L'accouchement sous X, ou accouchement secret, est un droit en France qui permet à une femme d'accoucher de manière anonyme dans un établissement de santé. Cette pratique, encadrée par la loi, soulève de nombreuses questions éthiques et juridiques, et a des conséquences importantes pour la mère, l'enfant et le père biologique. L'expression "accouchement sous X" est la dénomination donnée par les auteurs et les commentateurs au fait que toute femme enceinte puisse décider d'accoucher d'une manière anonyme. L'utilisation de cette expression est une référence à l'Article 326 du Code civil, selon lequel lors de l'accouchement, la mère peut demander que le secret de son admission et de son identité soit préservé.
Le Cadre Légal de l'Accouchement sous X
L'article 57 du Code civil ajoute que si la mère de l'enfant n'est pas désignée à l'officier de l'état civil, il n'en sera fait aucune mention sur les registres. La préservation du secret de son admission et de son identité par l’établissement de santé, est encadrée par l’article L 222-6 du code de l'action sociale et des familles.
Procédure d'Accouchement Anonyme
Lors d’un accouchement dans un établissement de santé (public ou privé conventionné), une femme qui souhaite garder l’anonymat peut demander le secret de son admission et de son identité. Aucune pièce d’identité ne peut lui être demandée et aucune enquête ne peut être menée.
Si vous souhaitez accoucher sous X, vous devez avertir l’équipe médicale de l’établissement de santé de votre choix (hôpital ou clinique, conventionné ou non). Vous pouvez prendre cette décision à tout moment de la grossesse, y compris dès le début, pour organiser un suivi médical tout en garantissant la confidentialité de votre identité.

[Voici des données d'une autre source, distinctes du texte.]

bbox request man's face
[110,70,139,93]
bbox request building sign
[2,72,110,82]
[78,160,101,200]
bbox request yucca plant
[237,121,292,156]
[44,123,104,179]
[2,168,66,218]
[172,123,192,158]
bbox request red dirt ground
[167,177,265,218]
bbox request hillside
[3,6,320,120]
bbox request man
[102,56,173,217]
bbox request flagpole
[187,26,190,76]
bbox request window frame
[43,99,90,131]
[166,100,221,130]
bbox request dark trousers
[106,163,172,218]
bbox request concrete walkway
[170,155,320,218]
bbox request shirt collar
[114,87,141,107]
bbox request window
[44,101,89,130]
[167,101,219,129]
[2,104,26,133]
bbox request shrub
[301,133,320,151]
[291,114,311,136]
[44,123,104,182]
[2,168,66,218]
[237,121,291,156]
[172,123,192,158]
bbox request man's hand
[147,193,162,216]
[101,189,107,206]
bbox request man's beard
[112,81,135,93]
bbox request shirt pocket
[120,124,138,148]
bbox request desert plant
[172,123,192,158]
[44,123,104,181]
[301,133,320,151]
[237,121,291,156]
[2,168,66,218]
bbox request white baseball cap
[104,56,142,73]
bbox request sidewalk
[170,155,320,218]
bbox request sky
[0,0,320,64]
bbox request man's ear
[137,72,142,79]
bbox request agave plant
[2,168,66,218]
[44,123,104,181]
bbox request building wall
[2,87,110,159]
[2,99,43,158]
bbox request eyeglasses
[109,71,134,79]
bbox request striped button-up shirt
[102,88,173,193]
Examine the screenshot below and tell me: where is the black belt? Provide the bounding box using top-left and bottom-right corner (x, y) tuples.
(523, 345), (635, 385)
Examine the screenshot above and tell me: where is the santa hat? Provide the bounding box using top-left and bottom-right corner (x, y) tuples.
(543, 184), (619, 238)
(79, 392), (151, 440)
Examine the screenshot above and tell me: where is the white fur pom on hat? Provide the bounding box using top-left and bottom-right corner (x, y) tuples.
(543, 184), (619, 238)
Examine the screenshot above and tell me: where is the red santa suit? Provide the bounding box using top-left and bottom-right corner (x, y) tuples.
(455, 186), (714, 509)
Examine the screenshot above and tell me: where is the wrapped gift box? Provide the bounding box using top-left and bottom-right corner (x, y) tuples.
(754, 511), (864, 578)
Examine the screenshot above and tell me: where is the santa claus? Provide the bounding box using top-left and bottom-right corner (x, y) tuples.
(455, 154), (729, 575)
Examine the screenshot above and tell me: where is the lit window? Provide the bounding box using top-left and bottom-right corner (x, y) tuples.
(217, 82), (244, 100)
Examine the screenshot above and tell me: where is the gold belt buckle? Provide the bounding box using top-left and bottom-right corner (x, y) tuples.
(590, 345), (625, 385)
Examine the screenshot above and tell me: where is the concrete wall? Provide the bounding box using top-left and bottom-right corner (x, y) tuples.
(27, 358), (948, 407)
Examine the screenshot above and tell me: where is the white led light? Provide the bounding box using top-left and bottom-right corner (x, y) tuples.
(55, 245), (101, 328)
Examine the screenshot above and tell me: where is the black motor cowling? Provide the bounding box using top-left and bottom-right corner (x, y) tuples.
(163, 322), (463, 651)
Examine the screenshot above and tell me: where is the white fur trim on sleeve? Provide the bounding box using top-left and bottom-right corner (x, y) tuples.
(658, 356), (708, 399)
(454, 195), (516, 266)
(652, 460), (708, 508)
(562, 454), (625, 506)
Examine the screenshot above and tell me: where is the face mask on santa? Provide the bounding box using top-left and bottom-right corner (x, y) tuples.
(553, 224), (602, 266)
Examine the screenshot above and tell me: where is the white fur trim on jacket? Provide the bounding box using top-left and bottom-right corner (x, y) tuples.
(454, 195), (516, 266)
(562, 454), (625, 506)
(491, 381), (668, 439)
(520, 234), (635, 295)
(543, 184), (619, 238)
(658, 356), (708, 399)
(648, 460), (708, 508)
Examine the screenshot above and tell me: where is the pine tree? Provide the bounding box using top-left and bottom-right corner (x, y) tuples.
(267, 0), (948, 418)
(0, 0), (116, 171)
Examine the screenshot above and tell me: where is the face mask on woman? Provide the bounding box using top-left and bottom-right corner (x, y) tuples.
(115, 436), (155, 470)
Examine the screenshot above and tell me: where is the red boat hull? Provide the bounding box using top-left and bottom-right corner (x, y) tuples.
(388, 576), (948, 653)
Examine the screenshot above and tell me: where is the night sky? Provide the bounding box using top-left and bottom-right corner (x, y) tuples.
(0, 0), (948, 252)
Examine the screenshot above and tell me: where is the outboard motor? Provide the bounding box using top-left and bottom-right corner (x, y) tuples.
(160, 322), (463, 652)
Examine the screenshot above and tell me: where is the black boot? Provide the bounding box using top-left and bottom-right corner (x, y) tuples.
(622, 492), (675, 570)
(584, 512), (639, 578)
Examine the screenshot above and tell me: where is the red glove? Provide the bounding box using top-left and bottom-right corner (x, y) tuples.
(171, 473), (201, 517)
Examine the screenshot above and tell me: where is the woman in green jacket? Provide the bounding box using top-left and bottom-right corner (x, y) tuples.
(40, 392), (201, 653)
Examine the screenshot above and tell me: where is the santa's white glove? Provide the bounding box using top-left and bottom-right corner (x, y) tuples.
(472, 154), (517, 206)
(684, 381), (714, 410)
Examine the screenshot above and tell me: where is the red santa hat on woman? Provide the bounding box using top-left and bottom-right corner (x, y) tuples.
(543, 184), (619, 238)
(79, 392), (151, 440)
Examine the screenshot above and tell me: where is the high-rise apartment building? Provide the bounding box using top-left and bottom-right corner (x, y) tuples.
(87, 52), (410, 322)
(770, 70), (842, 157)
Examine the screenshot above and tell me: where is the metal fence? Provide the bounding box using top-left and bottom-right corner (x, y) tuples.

Confidentialité et Suivi Médical
Si vous êtes suivie médicalement sous votre identité réelle au cours de votre grossesse et que vous décidez d'accoucher anonymement, un dossier médical anonyme peut être constitué à l'approche du terme. Ce dossier sera distinct de votre dossier initial et sera identifié par la mention "X" ou un prénom fictif de votre choix. Les informations médicales essentielles (résultats d’examens, antécédents médicaux) y seront transférées de manière anonyme pour assurer un suivi adapté tout en préservant votre anonymat.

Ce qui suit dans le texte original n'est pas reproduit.